Mais c’est surtout le préfet de Moselle, Pascal Bolot, que la plupart ont véritablement découvert ce soir-là, qui a fait forte impression. Dans un propos clair et percutant, très direct, il a fort bien su cadrer la situation actuelle, incitant nos entrepreneurs à garder confiance en l’avenir, dans leur entreprise. De quoi provoquer presque une ovation de toute la salle. C’était bien parti pour lancer cette soirée avec les interventions attendues de Julien Le Bras, qui a fort bien témoigné du travail mené par son entreprise à Notre-Dame, et Philippe Dessertine pouvait alors enrichir l’assemblée de ses analyses très pointues sur la situation économique du pays aujourd’hui. Ne restait plus qu’à Pierre Schaeffer, le président du BTP de Moselle, à égrener les nombreuses attentes du monde du BTP. Et il l’a bien fait, lui qui est engagé dans son dernier mandat à la tête des entreprises du bâtiment.
Équilibriste
Il a du reste joliment commencé son propos par un numéro… d’équilibriste. « Équilibriste ! Voici le nouveau métier des artisans et entrepreneurs du bâtiment. » Il l’a fort bien justifié : « Depuis plus d’une année, nous sommes confrontés à une instabilité politique et économique, tant au niveau de notre pays qu’au niveau mondial.
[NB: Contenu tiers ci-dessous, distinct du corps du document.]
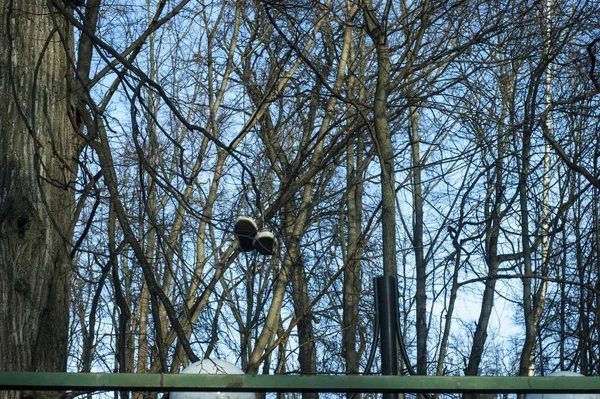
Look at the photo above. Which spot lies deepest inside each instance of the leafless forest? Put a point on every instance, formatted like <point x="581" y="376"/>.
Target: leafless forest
<point x="453" y="144"/>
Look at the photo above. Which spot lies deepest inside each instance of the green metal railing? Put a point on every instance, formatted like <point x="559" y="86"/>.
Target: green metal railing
<point x="294" y="383"/>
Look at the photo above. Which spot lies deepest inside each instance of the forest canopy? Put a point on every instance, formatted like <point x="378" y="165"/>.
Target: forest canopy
<point x="453" y="145"/>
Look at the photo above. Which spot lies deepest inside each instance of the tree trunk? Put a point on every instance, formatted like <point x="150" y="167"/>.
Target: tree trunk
<point x="37" y="171"/>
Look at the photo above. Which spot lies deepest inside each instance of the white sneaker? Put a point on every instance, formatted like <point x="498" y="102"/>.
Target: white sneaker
<point x="245" y="229"/>
<point x="264" y="243"/>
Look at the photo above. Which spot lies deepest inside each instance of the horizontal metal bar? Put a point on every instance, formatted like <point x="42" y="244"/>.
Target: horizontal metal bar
<point x="294" y="383"/>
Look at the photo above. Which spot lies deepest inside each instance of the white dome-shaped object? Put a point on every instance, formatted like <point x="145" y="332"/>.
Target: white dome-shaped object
<point x="563" y="395"/>
<point x="212" y="366"/>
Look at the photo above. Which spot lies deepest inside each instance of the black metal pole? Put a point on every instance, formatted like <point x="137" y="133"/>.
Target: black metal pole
<point x="387" y="309"/>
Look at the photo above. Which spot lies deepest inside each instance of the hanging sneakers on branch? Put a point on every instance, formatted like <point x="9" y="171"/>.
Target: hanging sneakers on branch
<point x="251" y="239"/>
<point x="245" y="229"/>
<point x="264" y="243"/>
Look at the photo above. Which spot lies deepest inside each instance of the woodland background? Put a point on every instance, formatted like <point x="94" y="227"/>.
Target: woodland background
<point x="453" y="144"/>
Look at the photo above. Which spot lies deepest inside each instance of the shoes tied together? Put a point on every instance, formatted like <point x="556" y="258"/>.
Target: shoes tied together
<point x="251" y="239"/>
Cette situation impacte notre activité mais aussi notre moral de dirigeant. » À l’évidence le fait de naviguer « entre les mesures prises en contradiction totale avec les propositions de notre fédération, celles qui sont suspendues presque immédiatement après leur entrée en vigueur ou les autres qui doivent être revues à un horizon indéterminé », il y a de quoi perturber les entrepreneurs. Sa réponse : « Il est nécessaire pour nous d’agir. Mais il faut le faire avec discernement, selon une trajectoire de moyen terme » dit-il. Et par ordre.
Le logement neuf
Il décline les étapes de son argumentation à partir de constats clairs. Le marché du logement neuf qui représente plus du quart de l’activité du secteur « peine à sortir de l’ornière. » Certes les crédits distribués progressent et les permis de construire accordés connaissent désormais une croissance : « C’est encourageant, mais largement insuffisant. » Il peut certes se satisfaire car « malgré l’adoption tardive du budget 2025, notre fédération a réussi à décrocher des avancées majeures en faveur du logement neuf. » Il s’agit notamment du rétablissement d’un PTZ (prêt à taux zéro) ouvert à tout le territoire et à tous les types de logements, individuels ou collectifs, jusqu’à fin 2027. Au niveau du logement social, l’allègement du rabotage de la réduction de loyer de solidarité permet de réattribuer 200 M€ aux opérateurs HLM pour investir. Mais pas de quoi redynamiser l’activité du secteur.
25% de moins en Moselle
En Moselle, on en était à une production de 5 700 logements neufs par an en 2022, les mises en chantier se limitent aujourd’hui à 4200 unités par an, soit 25% de moins. « Le logement est un bien comme un autre. Il répond à l’un des besoins principaux de nous tous : avoir un toit au-dessus de la tête » rappelle Pierre Schaeffer. Au passage, il rectifie quelques idées reçues. Le logement ne bénéficie pas de trop d’aides : 43 milliards sont consacrées annuellement aux dépenses publiques destinées au logement, dont plus de la moitié sous forme d’aides personnelles ou sociales. En parallèle, les recettes fiscales du secteur s’élèvent à 96 milliards d’euros. « En réalité, ce sont plus de 50 milliards qui reviennent au budget de la nation. » Il attend avec la fédération des mesures « en faveur de l’investissement locatif après la fin du Pinel. Une véritable politique du logement neuf ne peut s’envisager sans les bailleurs privés. »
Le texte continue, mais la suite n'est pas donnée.